‘We don’t need trains, just let us walk home’
Stranded workers say they don’t want to wait in shelters till they get a train or be quarantined once they get home
10/05/2020, JATIN ANAND, ,GREATER NOIDA
Migrant workers from U.P. and Bihar wait at the Yamuna E-way Zero Point in Greater Noida on Saturday. Jatin Anand
It may have abated for a while but the exodus of migrant workers from across the National Capital Region on Day 69 of the national lockdown is not only still going on but is seemingly underlined by more desperation than before.
A week after the Ministry of Home Affairs (MHA) allowed the movement of stranded individuals, especially migrant workers, to their home States on interState buses or special trains, visuals and news of others like them had renewed their hope before they realised there is more than one catch.
For groups of on-foot migrant workers, the possibly endless wait for more passengers headed their way on one hand and the certainty of two weeks’ quarantine on the other side of their journey in lieu merely of “free travel” arrangements by governments, they complain, is too steep a price to pay.
Even facing and contending with police batons on the way did not matter, they said, as long as they were able to inch as close to home as possible. “It is better if they just put us in jail and be done with it,” complained Om Prakash, a resident of Faizabad who undertook a nine-hour journey, mostly on foot, from Ballabhgarh in Haryana before landing up below the Yamuna Expressway.
“The police have told us that they will take us to a shelter camp where we will be required to stay till the administration is able to find more people headed along our route. Some of our relatives who have recently been able to make it home have told me that we will need to stay in quarantine for 14 days in a school outside the village. Are we supposed to spend our lives waiting?” he demanded.
One from a group of nine former factory workers from Ballabhgarh and Faridabad headed to their hometowns in Lucknow, Agra and Faizabad among others, Mr. Prakash said he and the others began their journey from Haryana at 3 a.m. on Saturday.
Prem Kumar, who was employed as a security guard at a wardrobe manufacturing unit, said the first installment of the national lockdown was announced on the eve of his first day at work. “The supervisor took care of us for as long as possible; for over two months. Then we thought we would try and make our way home. We tried to register ourselves on the U.P. government’s online portal but couldn’t. So we decided to start walking and get as close as we could on our own,” he said.
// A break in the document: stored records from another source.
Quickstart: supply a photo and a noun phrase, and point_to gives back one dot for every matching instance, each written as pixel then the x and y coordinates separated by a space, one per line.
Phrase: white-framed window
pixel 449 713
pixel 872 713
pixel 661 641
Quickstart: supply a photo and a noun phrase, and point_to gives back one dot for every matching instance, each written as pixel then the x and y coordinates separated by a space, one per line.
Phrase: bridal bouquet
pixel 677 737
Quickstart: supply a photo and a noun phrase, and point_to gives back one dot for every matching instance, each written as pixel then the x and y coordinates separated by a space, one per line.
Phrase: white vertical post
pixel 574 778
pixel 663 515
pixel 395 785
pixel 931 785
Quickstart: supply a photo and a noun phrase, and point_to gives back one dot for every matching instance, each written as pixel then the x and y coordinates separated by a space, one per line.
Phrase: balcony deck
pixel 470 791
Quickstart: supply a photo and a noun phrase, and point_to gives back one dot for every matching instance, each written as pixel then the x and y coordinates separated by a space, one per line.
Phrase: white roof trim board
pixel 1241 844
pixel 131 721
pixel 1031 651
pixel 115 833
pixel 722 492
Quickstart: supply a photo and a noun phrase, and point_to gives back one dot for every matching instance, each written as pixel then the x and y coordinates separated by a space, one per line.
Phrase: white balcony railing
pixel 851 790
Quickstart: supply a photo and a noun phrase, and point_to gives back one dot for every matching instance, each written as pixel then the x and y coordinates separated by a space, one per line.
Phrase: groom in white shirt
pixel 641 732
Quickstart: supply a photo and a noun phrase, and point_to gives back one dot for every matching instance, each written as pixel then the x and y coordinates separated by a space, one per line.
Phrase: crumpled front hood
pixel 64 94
Seeing the group of nine from Uttar Pradesh waiting below the elevated highway encouraged close to two dozen people from Bihar, mainly construction workers, to position themselves on the other side of the street from them.
After a four-hour-long wait for food and arrangements for travel which they had hoped for, however, the gradually swelling number of migrant workers could only procure disappointment before setting out on foot for their destinations hundreds, and in the cases of some over a thousand, kilometres away.
“Did you hear about what happened in Nanded? The workers who were run over by the train? Why were they not on that train instead of below it? I am even ready for that kind of death if it happens near home. At least people will remember and talk about me. That will not happen if I stay here,” said Prabhas Kumar, a construction worker who wanted to travel to Saharsa in Bihar.
“We don’t need special trains; even tractors will do. If not tractors, just let us walk. We just want to go home,” he said.